10 Ways to Stage Your Home
A Nice Entranceway
Impress buyers right off the bat with a beautiful entrance. “I always tell sellers to put a fresh coat of paint on the front door,” says real estate agent Theresa Evans of Charleston, SC.
And if you don’t have an entrance at all, make one. “A lot of my buyers have mentioned that they don’t like to just go through the front door into the living room,” says Los Angeles-based realtor Rhonda Kohn.
This problem, more common in condos and apartments, is solved by cleverly placing furniture to create more of an entryway. “A console table or demilune chest of drawers with something over it creates a welcoming vignette,” says designer Sue Adams of Andover, Mass.
Realtors agree that most buyers are hunting for hardwood. You can bet that of all types of flooring, hardwood floors will “have the most longevity and will never go out of style,” according to designer Linda Applewhite of Sausalito, Calif.
A synthetic wood floor, like Pergo, “is always a good option for those who can’t afford hardwood,” furthers real estate agent Rhonda Kohn. But know that a laminate floor “won’t fool everyone–it has a hollow thud when you walk on it and it doesn’t look the same,” adds designer Sue Adams.
“Fixtures,” says designer Linda Applewhite, “are the jewelry of the house.” Only the extremely detail-oriented among us will stop to inspect doorknobs, faucets and cabinet knobs, but designers and real estate agents argue that we’ll prefer the look of a place that has coordinated fixtures that are a cut above standard developer grade.
“Newer construction is so chintzy with fixtures and fittings,” observes Miami-based interior designer Simon Temprell.
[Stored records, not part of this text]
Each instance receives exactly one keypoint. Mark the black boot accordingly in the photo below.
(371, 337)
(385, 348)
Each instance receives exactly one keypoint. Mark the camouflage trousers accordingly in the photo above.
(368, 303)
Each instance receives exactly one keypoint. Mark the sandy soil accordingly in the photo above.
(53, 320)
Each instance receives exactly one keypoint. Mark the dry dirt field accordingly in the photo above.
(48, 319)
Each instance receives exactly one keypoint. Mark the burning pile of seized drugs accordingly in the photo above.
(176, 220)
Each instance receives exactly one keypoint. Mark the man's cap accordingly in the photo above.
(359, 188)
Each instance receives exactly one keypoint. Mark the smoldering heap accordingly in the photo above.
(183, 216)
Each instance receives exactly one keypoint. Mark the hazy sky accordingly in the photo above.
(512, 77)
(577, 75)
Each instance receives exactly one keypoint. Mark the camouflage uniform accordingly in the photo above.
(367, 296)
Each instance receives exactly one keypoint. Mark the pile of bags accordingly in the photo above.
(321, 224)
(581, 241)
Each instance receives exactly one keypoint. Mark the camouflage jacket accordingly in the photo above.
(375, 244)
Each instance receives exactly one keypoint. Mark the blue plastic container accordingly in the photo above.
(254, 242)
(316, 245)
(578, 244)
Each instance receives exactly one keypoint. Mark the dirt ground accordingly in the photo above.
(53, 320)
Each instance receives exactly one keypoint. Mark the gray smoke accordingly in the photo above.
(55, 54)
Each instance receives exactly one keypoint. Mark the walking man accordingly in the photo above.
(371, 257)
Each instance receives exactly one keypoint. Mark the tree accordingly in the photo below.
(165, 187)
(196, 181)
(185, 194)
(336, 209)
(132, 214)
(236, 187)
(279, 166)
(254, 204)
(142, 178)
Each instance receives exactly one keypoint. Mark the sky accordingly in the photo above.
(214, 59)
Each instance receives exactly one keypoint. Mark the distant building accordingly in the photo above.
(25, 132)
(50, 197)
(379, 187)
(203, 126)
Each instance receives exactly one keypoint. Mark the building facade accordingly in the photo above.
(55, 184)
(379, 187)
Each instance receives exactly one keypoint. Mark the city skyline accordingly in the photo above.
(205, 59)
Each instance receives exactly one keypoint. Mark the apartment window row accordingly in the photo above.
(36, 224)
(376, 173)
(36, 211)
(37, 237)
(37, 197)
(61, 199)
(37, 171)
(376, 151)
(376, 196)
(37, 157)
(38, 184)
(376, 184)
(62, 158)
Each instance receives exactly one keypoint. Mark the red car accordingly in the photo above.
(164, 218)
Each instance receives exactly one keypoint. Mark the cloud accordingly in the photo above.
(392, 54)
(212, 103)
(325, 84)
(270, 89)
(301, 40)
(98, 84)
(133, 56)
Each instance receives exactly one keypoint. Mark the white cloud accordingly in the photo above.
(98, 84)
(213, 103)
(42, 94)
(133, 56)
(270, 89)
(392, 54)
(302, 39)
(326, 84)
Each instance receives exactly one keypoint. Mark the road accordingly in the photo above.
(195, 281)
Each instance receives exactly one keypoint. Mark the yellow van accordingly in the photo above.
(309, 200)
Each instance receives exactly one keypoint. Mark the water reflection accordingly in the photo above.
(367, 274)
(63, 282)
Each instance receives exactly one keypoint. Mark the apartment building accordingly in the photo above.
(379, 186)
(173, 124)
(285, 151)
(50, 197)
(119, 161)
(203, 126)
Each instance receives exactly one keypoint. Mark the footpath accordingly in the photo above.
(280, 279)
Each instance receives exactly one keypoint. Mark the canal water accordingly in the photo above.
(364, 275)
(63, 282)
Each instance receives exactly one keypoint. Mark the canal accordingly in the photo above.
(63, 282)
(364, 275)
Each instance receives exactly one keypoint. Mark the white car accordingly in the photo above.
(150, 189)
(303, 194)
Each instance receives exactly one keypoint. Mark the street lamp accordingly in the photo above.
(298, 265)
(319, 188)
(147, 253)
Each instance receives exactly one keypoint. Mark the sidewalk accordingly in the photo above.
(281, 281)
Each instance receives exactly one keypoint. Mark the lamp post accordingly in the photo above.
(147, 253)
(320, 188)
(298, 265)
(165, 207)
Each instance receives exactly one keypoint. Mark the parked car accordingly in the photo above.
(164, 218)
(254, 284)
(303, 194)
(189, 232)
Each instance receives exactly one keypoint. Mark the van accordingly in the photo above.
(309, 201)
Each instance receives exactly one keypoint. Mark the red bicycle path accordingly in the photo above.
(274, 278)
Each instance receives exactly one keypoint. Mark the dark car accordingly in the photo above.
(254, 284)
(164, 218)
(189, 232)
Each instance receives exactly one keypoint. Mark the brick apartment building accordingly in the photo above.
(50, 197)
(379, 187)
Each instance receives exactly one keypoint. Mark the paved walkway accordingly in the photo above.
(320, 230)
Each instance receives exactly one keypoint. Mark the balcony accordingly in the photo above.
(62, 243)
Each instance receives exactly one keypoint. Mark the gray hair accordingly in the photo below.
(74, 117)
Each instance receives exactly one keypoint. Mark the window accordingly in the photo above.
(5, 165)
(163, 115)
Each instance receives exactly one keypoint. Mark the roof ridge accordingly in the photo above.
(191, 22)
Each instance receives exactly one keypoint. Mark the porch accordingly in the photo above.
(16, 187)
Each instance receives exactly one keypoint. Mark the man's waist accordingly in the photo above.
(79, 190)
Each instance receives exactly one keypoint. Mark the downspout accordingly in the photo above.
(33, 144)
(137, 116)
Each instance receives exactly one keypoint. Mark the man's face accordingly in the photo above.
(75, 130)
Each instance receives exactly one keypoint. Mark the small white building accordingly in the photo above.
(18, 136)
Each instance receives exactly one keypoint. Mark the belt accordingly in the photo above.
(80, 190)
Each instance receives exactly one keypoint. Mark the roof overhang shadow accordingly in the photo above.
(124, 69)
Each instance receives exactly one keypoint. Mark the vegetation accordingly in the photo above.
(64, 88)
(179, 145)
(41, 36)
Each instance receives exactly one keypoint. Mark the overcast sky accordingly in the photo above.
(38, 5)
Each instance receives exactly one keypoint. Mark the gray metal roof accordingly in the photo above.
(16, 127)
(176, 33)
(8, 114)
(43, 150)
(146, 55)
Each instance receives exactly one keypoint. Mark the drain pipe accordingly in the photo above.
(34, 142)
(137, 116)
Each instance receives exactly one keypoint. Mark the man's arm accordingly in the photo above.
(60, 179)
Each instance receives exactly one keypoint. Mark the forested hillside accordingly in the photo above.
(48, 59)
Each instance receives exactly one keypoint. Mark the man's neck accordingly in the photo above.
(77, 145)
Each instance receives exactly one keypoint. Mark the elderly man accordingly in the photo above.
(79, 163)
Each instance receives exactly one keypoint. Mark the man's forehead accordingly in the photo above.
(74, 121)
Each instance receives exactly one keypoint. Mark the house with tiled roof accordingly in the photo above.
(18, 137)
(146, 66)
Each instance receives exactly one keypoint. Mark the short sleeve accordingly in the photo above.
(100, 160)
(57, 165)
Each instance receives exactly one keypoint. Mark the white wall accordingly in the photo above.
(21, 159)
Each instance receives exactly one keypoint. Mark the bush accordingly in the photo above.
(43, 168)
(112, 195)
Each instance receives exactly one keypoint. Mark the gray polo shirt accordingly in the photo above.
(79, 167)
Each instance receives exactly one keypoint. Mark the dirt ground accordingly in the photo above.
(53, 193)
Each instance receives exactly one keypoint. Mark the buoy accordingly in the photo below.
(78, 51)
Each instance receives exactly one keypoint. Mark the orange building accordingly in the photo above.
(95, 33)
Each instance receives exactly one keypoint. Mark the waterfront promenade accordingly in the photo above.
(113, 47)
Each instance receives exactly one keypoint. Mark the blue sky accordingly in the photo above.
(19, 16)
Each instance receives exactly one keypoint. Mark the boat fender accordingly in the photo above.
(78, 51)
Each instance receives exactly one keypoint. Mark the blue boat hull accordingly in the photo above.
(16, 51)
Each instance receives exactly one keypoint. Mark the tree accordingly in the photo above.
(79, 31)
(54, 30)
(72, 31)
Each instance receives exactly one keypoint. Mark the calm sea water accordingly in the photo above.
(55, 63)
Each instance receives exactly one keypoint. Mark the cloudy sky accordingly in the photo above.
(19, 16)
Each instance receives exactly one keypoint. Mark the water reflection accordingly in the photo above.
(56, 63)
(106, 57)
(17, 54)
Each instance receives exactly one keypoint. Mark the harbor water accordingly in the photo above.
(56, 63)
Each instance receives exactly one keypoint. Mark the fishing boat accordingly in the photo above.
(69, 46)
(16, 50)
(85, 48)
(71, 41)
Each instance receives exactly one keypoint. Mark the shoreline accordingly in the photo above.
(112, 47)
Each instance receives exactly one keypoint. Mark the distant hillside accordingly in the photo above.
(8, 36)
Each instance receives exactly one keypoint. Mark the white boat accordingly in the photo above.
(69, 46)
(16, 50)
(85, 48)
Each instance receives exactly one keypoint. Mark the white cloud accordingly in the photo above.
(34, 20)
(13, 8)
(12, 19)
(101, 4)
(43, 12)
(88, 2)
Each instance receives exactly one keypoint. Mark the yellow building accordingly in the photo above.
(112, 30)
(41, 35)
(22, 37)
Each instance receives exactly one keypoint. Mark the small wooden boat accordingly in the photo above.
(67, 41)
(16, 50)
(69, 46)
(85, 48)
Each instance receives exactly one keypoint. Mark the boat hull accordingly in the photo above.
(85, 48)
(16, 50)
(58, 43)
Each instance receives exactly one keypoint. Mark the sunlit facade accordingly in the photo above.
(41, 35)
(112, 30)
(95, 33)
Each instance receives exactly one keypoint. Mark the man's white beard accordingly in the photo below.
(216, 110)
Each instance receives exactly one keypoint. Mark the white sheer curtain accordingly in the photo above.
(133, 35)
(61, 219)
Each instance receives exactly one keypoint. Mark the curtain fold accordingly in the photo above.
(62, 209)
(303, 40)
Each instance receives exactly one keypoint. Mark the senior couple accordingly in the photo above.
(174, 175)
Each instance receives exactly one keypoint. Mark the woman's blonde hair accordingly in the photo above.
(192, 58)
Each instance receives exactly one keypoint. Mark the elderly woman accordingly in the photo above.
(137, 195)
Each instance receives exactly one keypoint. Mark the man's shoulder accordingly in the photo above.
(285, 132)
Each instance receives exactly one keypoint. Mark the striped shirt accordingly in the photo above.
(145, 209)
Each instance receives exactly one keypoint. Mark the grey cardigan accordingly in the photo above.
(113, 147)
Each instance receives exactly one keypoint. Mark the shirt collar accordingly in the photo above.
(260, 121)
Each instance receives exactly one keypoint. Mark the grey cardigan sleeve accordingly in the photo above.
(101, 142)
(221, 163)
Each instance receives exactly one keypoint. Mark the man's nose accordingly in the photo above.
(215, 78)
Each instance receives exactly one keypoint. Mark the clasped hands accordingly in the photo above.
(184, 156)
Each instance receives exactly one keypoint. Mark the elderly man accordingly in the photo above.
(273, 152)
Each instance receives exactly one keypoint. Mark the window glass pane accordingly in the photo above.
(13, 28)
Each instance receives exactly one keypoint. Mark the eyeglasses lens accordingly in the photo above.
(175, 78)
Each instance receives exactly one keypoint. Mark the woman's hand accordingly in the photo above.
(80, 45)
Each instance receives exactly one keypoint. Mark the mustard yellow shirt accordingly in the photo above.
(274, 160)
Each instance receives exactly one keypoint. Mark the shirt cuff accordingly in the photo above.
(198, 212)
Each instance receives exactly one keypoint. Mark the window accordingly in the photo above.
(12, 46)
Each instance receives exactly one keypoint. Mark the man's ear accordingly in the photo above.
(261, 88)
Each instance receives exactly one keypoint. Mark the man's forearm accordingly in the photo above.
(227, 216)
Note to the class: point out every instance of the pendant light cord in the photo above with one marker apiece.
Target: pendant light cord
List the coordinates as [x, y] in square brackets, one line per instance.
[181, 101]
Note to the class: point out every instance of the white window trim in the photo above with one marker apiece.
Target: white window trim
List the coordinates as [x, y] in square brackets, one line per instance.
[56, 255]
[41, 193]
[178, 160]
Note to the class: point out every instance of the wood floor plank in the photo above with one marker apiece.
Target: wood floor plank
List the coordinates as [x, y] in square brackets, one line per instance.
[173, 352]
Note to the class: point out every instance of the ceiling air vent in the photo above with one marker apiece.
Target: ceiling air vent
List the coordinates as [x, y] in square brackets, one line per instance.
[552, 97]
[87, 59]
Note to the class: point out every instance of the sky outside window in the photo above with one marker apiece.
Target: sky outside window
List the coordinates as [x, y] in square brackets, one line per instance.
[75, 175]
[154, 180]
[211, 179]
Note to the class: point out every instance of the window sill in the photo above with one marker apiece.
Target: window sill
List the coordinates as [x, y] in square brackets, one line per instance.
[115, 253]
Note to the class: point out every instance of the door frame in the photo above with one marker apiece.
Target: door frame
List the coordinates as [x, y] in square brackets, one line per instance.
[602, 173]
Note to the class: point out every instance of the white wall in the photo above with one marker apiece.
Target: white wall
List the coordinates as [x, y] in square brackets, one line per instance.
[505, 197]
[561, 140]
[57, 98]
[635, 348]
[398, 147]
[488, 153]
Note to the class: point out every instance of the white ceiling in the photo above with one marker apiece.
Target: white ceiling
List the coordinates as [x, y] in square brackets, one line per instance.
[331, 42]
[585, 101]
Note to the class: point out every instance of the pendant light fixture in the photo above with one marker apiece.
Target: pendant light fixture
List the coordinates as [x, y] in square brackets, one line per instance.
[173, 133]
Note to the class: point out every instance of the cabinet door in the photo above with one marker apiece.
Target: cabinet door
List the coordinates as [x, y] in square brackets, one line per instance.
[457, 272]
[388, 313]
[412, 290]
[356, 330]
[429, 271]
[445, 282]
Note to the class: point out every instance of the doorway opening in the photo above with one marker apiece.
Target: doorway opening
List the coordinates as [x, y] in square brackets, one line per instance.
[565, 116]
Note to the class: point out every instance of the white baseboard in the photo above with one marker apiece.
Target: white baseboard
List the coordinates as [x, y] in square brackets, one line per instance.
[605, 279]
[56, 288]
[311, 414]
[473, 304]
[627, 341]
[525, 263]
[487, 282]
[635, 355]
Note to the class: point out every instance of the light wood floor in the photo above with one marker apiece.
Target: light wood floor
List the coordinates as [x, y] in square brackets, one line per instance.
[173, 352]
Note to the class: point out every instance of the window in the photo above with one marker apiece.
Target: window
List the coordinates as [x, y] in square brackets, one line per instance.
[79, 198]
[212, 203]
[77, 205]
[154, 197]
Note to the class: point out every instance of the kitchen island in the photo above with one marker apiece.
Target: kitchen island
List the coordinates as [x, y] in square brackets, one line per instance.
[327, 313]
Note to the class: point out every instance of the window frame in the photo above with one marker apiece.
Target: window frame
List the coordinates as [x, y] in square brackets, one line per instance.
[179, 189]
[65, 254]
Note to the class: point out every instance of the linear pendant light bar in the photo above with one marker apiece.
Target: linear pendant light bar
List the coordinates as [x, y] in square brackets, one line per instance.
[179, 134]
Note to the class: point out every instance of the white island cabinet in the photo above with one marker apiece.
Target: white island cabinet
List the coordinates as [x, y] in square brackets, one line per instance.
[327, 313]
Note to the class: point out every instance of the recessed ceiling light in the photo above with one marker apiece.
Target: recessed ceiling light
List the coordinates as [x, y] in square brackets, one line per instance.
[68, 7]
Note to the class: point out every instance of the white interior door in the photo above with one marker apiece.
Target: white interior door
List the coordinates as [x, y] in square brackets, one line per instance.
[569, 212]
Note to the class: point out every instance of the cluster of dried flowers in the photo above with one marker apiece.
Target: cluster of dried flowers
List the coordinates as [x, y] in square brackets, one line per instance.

Replacing knobs and drawer pulls “is the quickest way to make over a bathroom or kitchen,” he says. And when it comes to faucets, he adds, “for $60 or $70 dollars you can buy something infinitely better” than what you likely already have.
According to real estate agents, marble counters, whirlpool baths and steam showers up the attractiveness of any bathroom. But if you don’t have these luxury items, it may be more practical to address the unattractive aspects of your existing bath.
“Rip out that big sheet mirror and those globe lights that look like you’re in a theater dressing room,” suggests designer Simon Temprell.
Replace them with an elegant framed mirror (don’t be afraid to look outside the bathroom section, he says) and sconce lighting on either side.
This lighting scheme is also more flattering to the face, observes designer Sue Adams, and making buyers feel pretty will pay off!
You’ve probably heard that granite is the secret to a contemporary kitchen, but that’s not necessarily what buyers are after. “It’s really about the slab,” says designer Linda Applewhite. Buyers don’t want to see grout lines on their counters, she explains.
So when it comes to slab countertops, granite is the top pick because it’s hard, nonporous and easy to care for. But then again, so is Corian, so are composite stone surfaces such as Silestone and, she notes, with the help of today’s sophisticated sealants, so are concrete, limestone, soapstone and marble.
Even butcher-block, which is much less expensive than stone, can be a more appealing alternative to tile or laminate countertops. “When it gets funky, you can sand it and oil it and it looks good again,” she says.